There are various hypotheses for why women in households where males are in charge of the contract did not respond, touching on several different aspects of empowerment. One hypothesis is that women in households where men are in charge of the contract did not know the details of the incentive contract, and therefore did not respond. Alternatively, maybe they did know the details, but they did not have enough decision-making power to respond.

We find some supporting evidence for the alternative. In particular, the main mechanism through which milk delivery improved during the dry season was based on the decision of keeping more cows in the area to be milked as opposed to going on migration. In general, women who are in charge of the milk contract have more decision-making power over milk production than those women not in charge of the contract. Moreover we find that female decision-making with respect to cow migration increased as a result of the incentive, with larger impacts (although not significant) for households where women are in charge of the contract.

Phase II study

The interesting intrahousehold dynamics observed in the first year of the study led us to continue the study for another year, with a focus on gender roles, cooperation within the household, and implications for production efficiency. In addition to the thiakry incentive, trainings for women on production and herd management are being implemented in order to increase their knowledge and involvement in all stages of milk production and delivery. The study is still ongoing (with an endline scheduled for November 2015), so be on the lookout for some interesting results in the next year!

References and Further Reading:

Koczberski, G., 2007. Loose Fruit Mamas: Creating Incentives for Smallholder Women in Oil Palm Production in Papua New Guinea. World Dev. 35, 1172–1185.

McPeak, J., Doss, C., 2006. Are household production decisions cooperative ? Evidence on pastoral migration and milk sales from northern Kenya. Am. J. Agric. Econ. 88, 525–541.

Minot, N., Sawyer, B., 2014. Contract farming in developing countries: Review of the evidence. Washington, D.C.

Quisumbing, A.R., Maluccio, J. a, 2000. Intrahousehold Allocation and Gender Relations: New Empirical Evidence from Four Developing Countries, FCND Discussion Paper.

Quisumbing, A.R., Roy, S., 2014. Assets , Decisionmaking , and Time Use : The Gendered Impacts of a Dairy Value-Chain Project in Rural Bangladesh.

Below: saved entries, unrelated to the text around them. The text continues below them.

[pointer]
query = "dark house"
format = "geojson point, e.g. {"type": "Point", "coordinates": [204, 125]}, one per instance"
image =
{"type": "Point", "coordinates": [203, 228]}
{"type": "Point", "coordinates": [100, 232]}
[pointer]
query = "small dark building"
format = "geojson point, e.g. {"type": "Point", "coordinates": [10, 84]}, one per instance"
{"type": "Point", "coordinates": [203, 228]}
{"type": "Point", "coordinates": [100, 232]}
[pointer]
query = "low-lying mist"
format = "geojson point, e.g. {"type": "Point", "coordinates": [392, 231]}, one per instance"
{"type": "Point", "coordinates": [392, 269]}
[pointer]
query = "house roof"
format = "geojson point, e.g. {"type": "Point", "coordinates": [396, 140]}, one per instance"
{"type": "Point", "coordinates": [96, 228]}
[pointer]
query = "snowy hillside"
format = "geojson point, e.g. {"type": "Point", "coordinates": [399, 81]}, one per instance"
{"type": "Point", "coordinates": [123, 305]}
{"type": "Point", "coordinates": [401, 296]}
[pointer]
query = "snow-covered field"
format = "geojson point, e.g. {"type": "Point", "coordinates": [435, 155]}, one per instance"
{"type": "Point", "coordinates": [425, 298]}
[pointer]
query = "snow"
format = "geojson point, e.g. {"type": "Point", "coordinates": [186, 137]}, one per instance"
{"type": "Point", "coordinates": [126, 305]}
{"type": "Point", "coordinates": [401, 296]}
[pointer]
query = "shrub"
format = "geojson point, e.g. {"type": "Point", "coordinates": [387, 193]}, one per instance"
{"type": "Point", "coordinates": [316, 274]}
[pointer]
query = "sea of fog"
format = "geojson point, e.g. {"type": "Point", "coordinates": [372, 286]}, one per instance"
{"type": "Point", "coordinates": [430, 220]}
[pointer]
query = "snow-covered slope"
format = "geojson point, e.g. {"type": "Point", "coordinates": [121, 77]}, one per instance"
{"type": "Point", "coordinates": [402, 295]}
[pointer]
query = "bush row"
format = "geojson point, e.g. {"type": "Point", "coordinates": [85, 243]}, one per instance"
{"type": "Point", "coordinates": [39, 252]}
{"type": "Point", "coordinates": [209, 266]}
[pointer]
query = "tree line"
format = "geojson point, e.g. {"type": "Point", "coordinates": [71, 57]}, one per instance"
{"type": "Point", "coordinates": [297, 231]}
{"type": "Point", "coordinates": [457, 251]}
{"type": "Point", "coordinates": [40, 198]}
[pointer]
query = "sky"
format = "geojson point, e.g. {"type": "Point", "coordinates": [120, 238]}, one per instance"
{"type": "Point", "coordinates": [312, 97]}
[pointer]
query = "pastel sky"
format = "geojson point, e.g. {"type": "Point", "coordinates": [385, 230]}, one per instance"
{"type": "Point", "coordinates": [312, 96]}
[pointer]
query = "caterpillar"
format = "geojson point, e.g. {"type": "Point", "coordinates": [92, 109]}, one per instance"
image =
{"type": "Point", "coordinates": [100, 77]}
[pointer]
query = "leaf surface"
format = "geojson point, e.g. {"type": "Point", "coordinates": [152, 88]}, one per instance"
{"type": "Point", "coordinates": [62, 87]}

Saenger, C., Qaim, M., Torero, M., Viceisza, A., 2013. Contract farming and smallholder incentives to produce high quality: Experimental evidence from the Vietnamese dairy sector. Agric. Econ. 44, 297–308. doi:10.1111/agec.12012

Thomas, D., 1993. The Distribution of Income and Expenditure within the Household. Ann. Econ. Stat. 29, 109–136.

Thomas, D., 1990. Intrahousehold Resource Allocation:  An Inferential Approach. J. Hum. Resour. 25, 635–664.